Publié en août dernier et depuis retiré, l’article publié par le Daily Mail affirmait que Melania Trump « proposait des services au-delà de son simple métier de mannequin »; des rumeurs portant atteinte à son intégrité et à sa dignité, selon l'un de ses avocats.

Mercredi 12 avril, le Daily Mail a finalement accepté de dédommager la première dame des États-Unis pour mettre fin aux deux actions en justice intentées par celle-ci. Dans un communiqué, le tabloïd britannique s’est également excusé, reconnaissant que le papier contenait des allégations « infondées ».

Capture d'écran.

Capture d'écran du Daily Mail/12.04.2017. "Les excuses" du journal à Melania Trump.

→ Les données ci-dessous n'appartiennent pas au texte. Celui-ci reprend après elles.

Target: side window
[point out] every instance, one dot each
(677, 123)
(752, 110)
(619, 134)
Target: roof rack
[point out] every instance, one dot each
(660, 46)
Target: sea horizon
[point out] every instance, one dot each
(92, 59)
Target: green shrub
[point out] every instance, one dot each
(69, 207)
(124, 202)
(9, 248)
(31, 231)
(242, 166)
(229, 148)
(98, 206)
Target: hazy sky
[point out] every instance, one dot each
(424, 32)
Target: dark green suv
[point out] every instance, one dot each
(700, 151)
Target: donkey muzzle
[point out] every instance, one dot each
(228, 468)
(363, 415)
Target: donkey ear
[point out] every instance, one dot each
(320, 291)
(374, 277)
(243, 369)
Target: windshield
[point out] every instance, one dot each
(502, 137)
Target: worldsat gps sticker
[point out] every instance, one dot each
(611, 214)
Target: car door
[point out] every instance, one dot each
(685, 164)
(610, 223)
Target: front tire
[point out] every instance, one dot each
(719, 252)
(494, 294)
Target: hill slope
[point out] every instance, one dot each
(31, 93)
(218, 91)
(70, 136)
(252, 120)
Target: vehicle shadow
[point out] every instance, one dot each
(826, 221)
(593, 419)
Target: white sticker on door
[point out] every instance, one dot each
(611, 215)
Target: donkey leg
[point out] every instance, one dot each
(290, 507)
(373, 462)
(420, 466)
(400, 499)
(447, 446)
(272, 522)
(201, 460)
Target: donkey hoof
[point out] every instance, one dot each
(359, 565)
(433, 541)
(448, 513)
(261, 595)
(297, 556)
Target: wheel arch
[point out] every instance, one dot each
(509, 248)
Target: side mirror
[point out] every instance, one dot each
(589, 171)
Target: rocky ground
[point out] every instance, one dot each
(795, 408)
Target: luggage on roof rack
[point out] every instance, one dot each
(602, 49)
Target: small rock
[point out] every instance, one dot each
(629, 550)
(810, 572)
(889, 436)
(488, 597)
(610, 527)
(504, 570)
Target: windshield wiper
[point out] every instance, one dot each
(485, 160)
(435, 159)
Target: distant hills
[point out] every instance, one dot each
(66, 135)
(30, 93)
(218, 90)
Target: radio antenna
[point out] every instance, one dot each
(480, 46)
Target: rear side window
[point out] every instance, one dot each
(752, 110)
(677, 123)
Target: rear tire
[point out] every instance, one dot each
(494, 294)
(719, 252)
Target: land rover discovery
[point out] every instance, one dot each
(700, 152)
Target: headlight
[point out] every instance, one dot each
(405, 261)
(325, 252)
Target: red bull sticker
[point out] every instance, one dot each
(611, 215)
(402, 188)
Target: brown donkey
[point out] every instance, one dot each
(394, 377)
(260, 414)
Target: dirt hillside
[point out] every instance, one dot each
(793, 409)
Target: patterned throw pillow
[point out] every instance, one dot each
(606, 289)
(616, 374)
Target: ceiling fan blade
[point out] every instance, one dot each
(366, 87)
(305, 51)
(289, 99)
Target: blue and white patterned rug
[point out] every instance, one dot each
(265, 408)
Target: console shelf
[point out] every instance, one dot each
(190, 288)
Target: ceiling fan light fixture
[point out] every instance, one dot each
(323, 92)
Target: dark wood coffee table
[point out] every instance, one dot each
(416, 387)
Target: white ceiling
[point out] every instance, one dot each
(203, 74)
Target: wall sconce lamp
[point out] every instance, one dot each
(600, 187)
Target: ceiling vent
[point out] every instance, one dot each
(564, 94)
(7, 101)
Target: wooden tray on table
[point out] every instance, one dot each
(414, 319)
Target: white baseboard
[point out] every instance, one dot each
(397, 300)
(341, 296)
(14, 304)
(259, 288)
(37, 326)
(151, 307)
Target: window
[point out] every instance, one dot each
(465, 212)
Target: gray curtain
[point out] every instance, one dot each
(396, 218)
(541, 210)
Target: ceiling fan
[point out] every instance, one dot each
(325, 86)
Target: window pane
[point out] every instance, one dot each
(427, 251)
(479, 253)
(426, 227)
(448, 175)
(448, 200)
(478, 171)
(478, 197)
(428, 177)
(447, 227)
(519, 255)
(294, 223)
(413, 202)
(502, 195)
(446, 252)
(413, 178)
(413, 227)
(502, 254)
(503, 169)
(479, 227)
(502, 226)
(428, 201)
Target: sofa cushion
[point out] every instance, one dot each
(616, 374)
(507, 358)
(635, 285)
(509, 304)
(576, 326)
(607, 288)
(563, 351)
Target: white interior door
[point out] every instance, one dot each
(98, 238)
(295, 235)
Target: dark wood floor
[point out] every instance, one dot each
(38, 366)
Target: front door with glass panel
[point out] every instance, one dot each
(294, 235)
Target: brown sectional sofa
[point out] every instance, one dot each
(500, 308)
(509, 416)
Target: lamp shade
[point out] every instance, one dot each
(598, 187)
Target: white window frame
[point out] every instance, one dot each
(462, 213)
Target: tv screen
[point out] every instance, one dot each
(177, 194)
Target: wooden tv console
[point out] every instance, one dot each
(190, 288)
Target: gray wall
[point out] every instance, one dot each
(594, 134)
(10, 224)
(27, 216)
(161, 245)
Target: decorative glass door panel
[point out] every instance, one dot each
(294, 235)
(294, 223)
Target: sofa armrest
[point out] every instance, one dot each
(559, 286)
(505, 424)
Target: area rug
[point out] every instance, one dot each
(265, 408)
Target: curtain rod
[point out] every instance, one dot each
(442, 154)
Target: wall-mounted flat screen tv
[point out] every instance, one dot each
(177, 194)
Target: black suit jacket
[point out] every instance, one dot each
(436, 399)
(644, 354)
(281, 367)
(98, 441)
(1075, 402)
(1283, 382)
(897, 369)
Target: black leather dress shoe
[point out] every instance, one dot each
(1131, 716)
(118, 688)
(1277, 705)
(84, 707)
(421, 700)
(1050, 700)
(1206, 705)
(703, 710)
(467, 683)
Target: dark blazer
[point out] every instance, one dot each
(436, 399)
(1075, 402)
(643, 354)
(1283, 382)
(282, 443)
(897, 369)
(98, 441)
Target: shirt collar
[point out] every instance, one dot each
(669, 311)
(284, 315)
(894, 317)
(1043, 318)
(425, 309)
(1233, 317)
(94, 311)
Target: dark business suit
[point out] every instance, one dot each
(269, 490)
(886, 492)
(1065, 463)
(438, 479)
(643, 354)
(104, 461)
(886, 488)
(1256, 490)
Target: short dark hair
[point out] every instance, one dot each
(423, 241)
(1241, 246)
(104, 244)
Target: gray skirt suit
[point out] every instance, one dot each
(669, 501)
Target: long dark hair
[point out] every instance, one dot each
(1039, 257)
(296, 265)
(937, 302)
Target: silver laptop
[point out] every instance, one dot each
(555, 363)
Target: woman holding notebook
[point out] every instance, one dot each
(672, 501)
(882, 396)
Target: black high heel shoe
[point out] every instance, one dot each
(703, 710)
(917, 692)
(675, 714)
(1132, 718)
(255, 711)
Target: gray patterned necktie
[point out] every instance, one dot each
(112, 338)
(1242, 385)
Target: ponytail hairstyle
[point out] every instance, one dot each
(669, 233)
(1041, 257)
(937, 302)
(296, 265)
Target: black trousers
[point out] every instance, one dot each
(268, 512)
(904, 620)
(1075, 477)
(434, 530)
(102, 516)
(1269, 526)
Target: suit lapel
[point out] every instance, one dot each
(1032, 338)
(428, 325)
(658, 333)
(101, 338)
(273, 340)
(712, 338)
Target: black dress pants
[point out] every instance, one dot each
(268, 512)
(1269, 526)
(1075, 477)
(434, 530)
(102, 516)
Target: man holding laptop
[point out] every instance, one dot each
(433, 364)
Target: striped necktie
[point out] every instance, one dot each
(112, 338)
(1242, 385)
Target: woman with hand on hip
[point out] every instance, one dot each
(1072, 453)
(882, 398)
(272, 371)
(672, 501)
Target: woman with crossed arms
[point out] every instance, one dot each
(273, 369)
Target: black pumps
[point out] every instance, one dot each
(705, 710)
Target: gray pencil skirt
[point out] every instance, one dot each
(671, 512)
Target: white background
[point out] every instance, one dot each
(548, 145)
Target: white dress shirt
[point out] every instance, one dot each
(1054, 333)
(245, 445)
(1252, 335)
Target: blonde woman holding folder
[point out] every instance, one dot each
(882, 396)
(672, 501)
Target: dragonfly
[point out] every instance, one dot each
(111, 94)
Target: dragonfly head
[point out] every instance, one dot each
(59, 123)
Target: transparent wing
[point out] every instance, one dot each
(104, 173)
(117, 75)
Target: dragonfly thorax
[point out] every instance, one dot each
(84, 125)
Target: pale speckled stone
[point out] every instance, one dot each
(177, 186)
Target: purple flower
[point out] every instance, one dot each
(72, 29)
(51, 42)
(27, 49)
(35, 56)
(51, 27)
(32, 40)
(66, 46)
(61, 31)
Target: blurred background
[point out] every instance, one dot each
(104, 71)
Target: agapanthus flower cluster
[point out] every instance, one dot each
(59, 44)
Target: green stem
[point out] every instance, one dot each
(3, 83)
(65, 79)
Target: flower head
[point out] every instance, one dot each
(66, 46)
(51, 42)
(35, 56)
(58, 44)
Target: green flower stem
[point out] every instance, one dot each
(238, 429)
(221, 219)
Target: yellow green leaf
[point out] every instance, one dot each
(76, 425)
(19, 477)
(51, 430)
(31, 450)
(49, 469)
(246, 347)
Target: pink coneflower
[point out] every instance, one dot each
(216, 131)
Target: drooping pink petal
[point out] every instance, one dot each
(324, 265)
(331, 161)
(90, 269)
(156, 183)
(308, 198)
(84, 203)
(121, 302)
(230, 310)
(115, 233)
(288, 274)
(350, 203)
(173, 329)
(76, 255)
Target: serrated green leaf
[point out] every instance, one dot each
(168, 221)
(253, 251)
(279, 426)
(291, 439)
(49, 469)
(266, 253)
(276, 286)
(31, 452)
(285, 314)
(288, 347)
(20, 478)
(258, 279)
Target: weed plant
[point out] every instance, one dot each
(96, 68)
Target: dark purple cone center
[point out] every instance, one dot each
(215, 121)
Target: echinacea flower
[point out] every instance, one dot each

Pour compenser le préjudice causé, l’épouse du Président réclamait "150 millions de dollars" (environ 140 millions d’euros). Elle n’en a finalement reçu que 3 millions, en plus d’accepter le mea culpa de la rédaction.

  • Expelliarmus* ! 

Le Daily Mail n'en est pas à ses premiers démêlés juridiques avec des célébrités. En mai 2015 déjà, le quotidien avait dû présenter ses excuses publiques et verser des dommages et intérêts à J.K. Rowling, l'auteur de la saga Harry Potter.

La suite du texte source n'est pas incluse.